After the incident, my first week back at work was difficult. I was coming home in the evenings, wanting to do nothing more that lie on the couch in front of the TV. On Friday afternoon I came home early at about 4.30 only to hear the cashed up hoon who lives with his parents next door to us, on the opposite side to Ken and June banging away on his drums in his so-called studio about a metre from our windows. After about an hour; this young musical genius who may believe he is the next Cozy Powell, but who sounded more to me like Animal from the Muppets took a break from cymbal crashing, went outside into his yard, downed a fresh stubby of beer and stood shirtless chatting across his fence to a pretty young thing from the flats on the other side. I opened my window and called over the fence, “We’ve had enough music now, OK?” Note how polite I was being - I called it music.
“No mate,” came back the response, “we haven’t finished; look at the time!” – as if the fact that it was still daylight meant there was no problem here.
I went back to my couch, and mercifully the drumming did stop. About ten minutes later, there came a heavy knocking at the front door. “Oh God,” I thought, “Cozy is here to back up his words with some violent action.” Gingerly, I opened the door a little, expecting a torrent of abuse to come flying through, or worse a tattooed fist.
It wasn’t him at all. It was one of Ken’s daughters, standing there with a brave smile on her face. She told me how grateful the family were for my actions of the previous week, and that they would never forget us. She gave me a thank you card and a small wrapped gift. Pauline and I exchanged embarrassed little hugs with her, and I said that anyone would have done the same in the circumstances - and I meant it.
We didn’t open the card or the gift until we were back inside – the words written by the family on the card moved me to tears. I can’t quote the exact words, but the message was that the world is a nicer place because “angels like you walk the earth”. The gift was a small figurine of an angel carrying a lantern and on the bottom were the words, “Angel of Hope.”

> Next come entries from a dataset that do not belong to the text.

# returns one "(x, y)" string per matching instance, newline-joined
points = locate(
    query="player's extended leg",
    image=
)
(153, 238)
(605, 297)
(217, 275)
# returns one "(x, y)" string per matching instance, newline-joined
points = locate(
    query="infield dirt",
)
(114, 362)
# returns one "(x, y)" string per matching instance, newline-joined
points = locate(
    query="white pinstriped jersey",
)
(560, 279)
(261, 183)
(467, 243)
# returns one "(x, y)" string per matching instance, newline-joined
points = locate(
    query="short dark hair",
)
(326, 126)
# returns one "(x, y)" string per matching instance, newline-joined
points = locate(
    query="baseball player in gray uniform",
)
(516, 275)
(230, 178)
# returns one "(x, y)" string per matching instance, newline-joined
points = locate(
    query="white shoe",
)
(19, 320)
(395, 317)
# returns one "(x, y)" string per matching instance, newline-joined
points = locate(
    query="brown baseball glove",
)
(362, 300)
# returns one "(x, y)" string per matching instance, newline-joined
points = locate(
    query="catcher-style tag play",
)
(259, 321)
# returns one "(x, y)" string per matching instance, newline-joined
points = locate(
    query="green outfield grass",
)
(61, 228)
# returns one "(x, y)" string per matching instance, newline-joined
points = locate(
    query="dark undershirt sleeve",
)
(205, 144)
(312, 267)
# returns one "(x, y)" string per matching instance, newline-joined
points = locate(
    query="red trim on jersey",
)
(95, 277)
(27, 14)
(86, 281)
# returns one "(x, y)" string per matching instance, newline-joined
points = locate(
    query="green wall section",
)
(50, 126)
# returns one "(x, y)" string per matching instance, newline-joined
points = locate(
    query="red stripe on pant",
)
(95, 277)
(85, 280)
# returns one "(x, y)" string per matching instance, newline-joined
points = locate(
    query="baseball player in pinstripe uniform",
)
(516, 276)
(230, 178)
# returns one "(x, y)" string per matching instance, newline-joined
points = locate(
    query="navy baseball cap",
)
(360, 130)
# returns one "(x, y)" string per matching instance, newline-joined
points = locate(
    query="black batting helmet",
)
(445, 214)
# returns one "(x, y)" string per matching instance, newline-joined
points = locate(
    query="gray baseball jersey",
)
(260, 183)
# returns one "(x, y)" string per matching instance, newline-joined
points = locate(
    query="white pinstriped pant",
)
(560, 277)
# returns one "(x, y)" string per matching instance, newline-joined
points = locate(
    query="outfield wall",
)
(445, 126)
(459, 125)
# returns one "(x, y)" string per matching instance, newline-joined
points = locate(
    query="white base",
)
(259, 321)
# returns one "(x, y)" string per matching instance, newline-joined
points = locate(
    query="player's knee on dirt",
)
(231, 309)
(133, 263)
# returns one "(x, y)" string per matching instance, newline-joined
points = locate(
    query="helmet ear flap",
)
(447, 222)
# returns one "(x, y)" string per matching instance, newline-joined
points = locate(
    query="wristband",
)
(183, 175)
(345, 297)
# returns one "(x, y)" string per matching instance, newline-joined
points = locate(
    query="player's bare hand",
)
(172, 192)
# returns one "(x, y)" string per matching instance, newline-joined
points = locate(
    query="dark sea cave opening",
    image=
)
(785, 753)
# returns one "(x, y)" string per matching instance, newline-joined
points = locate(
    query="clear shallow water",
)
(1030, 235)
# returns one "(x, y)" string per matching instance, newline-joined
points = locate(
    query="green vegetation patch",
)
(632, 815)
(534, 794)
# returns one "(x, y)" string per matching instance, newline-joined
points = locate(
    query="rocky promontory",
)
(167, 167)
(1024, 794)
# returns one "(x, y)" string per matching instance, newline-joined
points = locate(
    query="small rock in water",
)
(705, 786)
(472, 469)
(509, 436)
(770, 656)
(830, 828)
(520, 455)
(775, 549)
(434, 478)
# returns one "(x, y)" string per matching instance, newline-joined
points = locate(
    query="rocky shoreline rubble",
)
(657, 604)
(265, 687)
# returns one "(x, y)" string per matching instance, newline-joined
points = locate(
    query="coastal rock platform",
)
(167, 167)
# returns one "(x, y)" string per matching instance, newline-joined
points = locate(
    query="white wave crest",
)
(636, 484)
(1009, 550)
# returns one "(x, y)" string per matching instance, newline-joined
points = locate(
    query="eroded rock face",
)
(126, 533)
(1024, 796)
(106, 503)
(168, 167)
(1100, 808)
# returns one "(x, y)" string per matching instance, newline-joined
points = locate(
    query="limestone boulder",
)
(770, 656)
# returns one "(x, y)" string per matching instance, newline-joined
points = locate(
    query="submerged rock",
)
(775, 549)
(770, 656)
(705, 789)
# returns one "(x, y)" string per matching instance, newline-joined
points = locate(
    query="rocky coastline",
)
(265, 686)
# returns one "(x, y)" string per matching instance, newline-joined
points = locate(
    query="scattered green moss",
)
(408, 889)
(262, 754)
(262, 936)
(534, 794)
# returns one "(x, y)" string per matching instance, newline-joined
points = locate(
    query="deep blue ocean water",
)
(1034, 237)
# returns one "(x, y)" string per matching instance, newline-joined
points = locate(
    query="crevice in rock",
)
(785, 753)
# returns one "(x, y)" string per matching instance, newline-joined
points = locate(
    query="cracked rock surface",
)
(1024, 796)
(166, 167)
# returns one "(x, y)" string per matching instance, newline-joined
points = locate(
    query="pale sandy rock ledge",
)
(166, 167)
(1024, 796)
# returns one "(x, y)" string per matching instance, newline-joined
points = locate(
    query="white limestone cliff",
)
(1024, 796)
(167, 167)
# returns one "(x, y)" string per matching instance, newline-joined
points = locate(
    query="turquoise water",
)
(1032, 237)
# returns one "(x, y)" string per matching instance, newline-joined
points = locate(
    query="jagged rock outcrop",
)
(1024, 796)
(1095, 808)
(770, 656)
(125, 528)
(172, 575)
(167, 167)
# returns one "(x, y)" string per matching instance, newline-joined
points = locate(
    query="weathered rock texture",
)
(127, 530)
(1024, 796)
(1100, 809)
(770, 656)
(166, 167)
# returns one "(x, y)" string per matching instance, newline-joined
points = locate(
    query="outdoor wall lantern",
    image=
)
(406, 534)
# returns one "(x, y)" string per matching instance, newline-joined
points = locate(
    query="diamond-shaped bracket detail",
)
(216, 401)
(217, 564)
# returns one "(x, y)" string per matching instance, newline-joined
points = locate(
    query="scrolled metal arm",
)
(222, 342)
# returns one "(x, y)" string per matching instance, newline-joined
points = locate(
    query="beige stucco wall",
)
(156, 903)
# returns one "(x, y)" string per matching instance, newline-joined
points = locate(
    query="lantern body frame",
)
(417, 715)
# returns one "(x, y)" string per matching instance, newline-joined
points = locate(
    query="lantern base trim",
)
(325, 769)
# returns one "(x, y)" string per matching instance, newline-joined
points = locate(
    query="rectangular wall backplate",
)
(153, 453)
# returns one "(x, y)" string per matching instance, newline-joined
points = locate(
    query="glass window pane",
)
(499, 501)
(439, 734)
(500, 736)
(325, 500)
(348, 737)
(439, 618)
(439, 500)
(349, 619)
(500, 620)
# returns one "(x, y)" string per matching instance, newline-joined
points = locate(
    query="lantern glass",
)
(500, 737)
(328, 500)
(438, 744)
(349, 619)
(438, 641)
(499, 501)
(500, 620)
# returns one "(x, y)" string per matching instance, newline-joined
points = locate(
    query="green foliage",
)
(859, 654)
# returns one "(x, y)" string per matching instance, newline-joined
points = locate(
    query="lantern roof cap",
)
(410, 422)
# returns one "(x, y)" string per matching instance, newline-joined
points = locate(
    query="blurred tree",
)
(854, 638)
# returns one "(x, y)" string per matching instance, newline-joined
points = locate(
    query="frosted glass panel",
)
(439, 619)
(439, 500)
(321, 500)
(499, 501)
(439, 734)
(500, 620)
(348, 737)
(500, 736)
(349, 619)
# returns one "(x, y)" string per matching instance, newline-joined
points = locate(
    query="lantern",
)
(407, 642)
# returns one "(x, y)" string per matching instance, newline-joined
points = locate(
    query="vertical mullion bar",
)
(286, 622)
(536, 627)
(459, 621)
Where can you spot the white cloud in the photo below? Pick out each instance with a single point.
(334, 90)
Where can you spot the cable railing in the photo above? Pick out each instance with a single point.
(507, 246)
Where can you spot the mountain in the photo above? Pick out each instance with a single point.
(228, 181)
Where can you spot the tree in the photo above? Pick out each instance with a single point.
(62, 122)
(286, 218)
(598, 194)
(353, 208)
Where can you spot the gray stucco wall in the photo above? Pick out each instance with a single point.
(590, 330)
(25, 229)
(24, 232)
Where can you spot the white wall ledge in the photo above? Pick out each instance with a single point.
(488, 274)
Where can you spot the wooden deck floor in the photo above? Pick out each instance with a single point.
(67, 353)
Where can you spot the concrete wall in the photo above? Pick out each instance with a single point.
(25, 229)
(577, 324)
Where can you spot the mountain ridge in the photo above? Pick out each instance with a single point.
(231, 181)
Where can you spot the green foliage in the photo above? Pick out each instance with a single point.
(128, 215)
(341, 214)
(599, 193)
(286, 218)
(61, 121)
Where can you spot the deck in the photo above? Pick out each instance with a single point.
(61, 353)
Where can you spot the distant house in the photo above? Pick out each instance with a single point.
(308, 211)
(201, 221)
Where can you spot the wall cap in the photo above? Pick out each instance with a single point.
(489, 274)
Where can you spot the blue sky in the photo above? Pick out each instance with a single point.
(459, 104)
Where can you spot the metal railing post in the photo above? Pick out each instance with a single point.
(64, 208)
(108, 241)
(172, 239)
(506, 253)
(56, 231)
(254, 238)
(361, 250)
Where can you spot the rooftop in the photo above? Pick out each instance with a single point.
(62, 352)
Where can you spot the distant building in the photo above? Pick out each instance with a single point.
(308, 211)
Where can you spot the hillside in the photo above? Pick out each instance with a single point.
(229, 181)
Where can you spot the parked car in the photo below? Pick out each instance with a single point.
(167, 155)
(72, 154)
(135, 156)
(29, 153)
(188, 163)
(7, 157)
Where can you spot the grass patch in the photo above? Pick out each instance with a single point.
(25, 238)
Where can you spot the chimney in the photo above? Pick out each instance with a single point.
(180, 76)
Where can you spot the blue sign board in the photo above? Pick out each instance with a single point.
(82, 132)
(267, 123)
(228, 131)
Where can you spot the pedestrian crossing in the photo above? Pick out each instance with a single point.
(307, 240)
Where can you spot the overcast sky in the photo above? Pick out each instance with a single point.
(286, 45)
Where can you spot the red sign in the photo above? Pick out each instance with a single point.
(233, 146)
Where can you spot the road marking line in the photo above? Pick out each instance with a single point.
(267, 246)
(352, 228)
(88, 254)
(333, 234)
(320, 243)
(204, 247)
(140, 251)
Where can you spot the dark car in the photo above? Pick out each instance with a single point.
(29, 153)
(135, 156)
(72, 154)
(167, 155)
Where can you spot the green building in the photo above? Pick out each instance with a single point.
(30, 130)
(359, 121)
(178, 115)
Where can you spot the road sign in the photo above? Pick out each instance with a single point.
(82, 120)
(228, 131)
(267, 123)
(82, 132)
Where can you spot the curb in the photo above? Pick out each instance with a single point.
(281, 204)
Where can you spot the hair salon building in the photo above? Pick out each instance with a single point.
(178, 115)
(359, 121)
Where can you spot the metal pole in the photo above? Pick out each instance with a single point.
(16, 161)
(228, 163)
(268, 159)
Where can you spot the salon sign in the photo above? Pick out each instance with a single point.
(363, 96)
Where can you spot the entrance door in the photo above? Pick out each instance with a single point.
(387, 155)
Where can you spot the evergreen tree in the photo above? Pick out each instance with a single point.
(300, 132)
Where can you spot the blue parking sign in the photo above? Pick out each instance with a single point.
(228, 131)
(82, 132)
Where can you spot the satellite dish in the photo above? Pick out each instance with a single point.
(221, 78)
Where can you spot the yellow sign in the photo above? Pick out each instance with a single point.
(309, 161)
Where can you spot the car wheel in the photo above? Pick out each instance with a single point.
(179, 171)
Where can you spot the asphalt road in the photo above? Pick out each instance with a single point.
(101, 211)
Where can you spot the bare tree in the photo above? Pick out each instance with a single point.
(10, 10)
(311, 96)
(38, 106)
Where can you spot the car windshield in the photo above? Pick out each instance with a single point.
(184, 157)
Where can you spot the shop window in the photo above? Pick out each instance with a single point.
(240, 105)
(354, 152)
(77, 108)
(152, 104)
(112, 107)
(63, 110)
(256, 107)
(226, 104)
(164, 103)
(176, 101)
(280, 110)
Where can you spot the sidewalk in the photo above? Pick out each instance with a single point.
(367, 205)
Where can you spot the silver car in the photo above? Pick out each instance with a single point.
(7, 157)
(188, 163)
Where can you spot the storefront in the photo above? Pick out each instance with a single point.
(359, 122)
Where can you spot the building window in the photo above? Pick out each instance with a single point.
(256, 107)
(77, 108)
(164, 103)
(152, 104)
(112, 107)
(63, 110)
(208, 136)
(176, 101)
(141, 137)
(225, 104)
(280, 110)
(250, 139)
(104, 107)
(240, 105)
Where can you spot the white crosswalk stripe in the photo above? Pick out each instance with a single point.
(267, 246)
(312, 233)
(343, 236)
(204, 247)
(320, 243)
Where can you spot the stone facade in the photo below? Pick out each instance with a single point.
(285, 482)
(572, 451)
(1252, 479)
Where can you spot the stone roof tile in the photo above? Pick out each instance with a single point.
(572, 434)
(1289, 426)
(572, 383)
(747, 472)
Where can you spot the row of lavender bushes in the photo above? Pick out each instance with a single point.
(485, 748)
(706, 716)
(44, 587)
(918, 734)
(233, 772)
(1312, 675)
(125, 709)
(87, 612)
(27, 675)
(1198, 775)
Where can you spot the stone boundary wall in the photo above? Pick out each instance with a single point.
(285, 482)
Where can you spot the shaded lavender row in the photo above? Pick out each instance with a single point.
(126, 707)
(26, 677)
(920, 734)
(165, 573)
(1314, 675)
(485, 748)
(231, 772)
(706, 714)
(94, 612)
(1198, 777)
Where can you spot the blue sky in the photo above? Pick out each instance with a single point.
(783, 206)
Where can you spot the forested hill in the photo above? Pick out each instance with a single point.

Ken’s funeral service was at a small community church in one of the small towns in the Hunter region. There was standing room only for what was a very moving and very personal little service. Ken was clearly a very well loved and well regarded man, and I wish so much that we had been given the chance to get to know him better.
The year got decidedly better a couple of weeks later when our daughter, Kathleen and her lovely new fellow flew in from the UK on a damp Tuesday morning to spend five weeks with us – our first time with her for over 18 months.
Now to get to the real reason why I am revisiting this story. I work for a large international organisation, and a few months after the episode with Ken, I delivered a very personal version of the incident at a safety morning tea which regularly takes place in our office. The presentation was subsequently picked up on our corporate website and it has since been used in a number of our offices and other places around the world. Many organisations (including our own) provide voluntary first aid training courses, which include opportunities for family members to participate. Last week I received an email from someone who I have never met who lives in Canada. This person had been forwarded a copy of my earlier posting and as a result, has recently introduced first aid training in his own organisation. As it happened the very day after one of these sessions, a life was almost certainly saved when a shopper collapsed in a local supermarket, and one of this person's staff having recently participated in training for the first time, was on hand to provide help.